In today’s digital age, the importance of securing online resources has never been greater. As these threats continue to evolve, the traditional method of relying on passwords has proven insufficient in protecting sensitive information. This escalation underscored the necessity for more sophisticated security measures, leading to the widespread adoption of Multi-Factor-Authentication (MFA). In this blog post, we will explore still growing online threats and how MFA serves as a defense mechanism for our applications.

What is MFA?

Multi-Factor Authentication (MFA) enhances the security of your applications by requiring users to provide multiple forms of identification before granting access. Of course, tools like Keycloak support MFA and allow administrators to configure it with ease. This guide offers a detailed, step-by-step procedure to enable MFA in Keycloak, ensuring that your user authentication processes are more secure.
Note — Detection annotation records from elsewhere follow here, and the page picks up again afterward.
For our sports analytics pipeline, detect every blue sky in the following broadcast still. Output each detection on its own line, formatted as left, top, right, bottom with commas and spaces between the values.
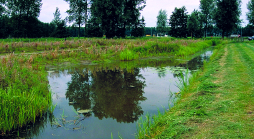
39, 0, 249, 27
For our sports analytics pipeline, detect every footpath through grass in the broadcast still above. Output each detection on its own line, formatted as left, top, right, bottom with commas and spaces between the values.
138, 43, 254, 138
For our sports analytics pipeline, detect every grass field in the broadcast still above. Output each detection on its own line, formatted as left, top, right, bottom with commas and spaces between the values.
138, 43, 254, 138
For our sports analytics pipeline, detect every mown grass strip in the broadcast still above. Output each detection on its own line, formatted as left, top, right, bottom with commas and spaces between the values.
139, 43, 254, 138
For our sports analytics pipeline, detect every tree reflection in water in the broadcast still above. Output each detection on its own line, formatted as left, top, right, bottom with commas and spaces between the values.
66, 68, 146, 123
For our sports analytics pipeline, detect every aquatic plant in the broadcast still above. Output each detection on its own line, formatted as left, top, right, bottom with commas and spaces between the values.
120, 49, 138, 61
0, 54, 51, 132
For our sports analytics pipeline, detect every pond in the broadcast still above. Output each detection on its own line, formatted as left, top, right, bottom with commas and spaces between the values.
2, 49, 212, 139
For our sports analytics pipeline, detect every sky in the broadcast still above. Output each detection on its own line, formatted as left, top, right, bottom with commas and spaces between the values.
39, 0, 250, 27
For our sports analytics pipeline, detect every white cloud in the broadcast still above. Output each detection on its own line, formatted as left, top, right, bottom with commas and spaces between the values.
39, 0, 69, 23
39, 0, 249, 27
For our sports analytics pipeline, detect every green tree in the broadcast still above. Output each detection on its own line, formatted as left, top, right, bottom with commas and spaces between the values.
6, 0, 42, 37
246, 0, 254, 25
50, 7, 68, 38
65, 0, 88, 37
214, 0, 241, 39
169, 6, 188, 37
187, 10, 199, 38
199, 0, 215, 37
157, 9, 167, 34
89, 0, 145, 38
131, 17, 145, 37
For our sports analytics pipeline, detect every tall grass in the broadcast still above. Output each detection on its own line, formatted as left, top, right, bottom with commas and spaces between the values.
0, 54, 51, 132
120, 49, 138, 61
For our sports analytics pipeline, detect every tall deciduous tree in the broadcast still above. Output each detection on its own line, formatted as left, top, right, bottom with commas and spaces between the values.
50, 7, 68, 38
89, 0, 145, 38
214, 0, 241, 39
169, 6, 188, 37
199, 0, 215, 37
246, 0, 254, 25
6, 0, 42, 37
187, 10, 199, 38
157, 9, 167, 34
65, 0, 88, 36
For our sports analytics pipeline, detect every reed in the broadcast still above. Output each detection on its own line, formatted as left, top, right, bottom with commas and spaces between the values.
0, 54, 51, 132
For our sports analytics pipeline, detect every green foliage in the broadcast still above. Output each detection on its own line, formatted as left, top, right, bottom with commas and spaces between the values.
169, 6, 188, 38
246, 0, 254, 25
89, 0, 145, 38
199, 0, 216, 37
156, 9, 168, 34
65, 0, 88, 37
187, 10, 200, 38
50, 7, 68, 38
214, 0, 241, 39
120, 49, 138, 61
0, 55, 51, 132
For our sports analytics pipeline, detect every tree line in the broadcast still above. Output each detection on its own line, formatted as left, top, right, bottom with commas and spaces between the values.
0, 0, 254, 38
0, 0, 146, 38
156, 0, 254, 38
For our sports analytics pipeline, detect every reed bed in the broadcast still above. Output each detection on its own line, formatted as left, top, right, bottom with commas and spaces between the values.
0, 38, 221, 133
0, 54, 51, 133
0, 38, 222, 63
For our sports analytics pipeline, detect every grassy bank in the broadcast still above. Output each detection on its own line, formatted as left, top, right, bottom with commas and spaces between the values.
138, 43, 254, 138
0, 38, 222, 133
0, 38, 222, 64
0, 54, 51, 134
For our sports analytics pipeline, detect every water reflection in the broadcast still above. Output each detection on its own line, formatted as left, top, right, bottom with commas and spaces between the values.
66, 68, 146, 123
0, 48, 212, 138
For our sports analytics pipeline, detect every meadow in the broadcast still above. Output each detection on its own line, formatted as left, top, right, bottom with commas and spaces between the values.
0, 38, 223, 134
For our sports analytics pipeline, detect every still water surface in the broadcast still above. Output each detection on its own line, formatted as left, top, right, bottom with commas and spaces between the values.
1, 50, 212, 139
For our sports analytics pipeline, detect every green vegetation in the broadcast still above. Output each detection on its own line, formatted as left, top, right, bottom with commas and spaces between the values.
0, 38, 221, 62
0, 38, 221, 132
138, 43, 254, 138
0, 54, 52, 133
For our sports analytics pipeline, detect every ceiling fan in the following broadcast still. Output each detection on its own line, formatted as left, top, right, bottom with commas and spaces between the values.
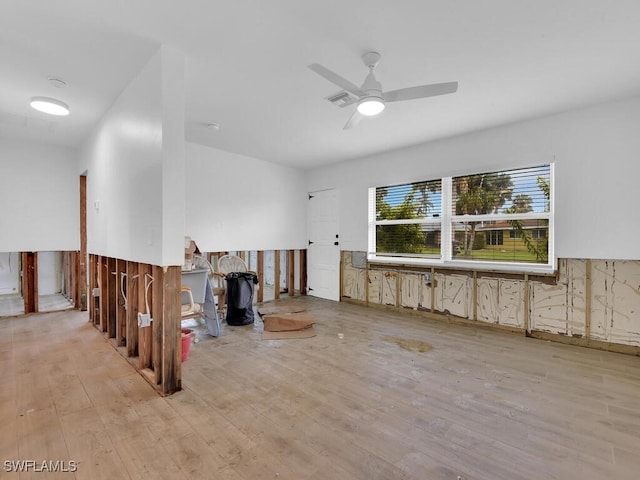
309, 52, 458, 129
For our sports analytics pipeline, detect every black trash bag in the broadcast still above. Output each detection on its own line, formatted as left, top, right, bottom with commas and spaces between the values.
225, 272, 258, 325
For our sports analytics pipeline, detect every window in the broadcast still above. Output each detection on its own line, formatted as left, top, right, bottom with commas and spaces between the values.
484, 230, 504, 245
368, 164, 554, 271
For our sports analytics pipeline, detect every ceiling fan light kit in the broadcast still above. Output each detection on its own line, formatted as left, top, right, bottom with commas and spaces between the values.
309, 52, 458, 129
31, 97, 70, 116
358, 97, 384, 117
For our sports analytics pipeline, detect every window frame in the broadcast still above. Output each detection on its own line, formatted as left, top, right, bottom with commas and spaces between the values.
367, 162, 557, 274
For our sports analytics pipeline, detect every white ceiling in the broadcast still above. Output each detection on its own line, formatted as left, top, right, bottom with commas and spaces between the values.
0, 0, 640, 168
MFA is designed to protect users against the vulnerabilities associated with single-factor authentication, where a user only needs to provide one form of authentication, typically a password. MFA adds layers of security by requiring users to present multiple pieces of evidence (factors) that confirm their identity.

Authentication factor user in MFA are typically categorized into three types:

  1.     Knowledge Factors (something you know)
    •         Passwords
    •         PINs
    •         Security questions
  1.     Possession Factors (something you have)
    •         OTP (One-Time Password) generated by an authenticator app
    •         SMS codes
    •         Email codes
    •         Hardware tokens
  1.     Inherence Factors (something you are)
    •         Biometric verification (facial recognition, fingerprint etc.)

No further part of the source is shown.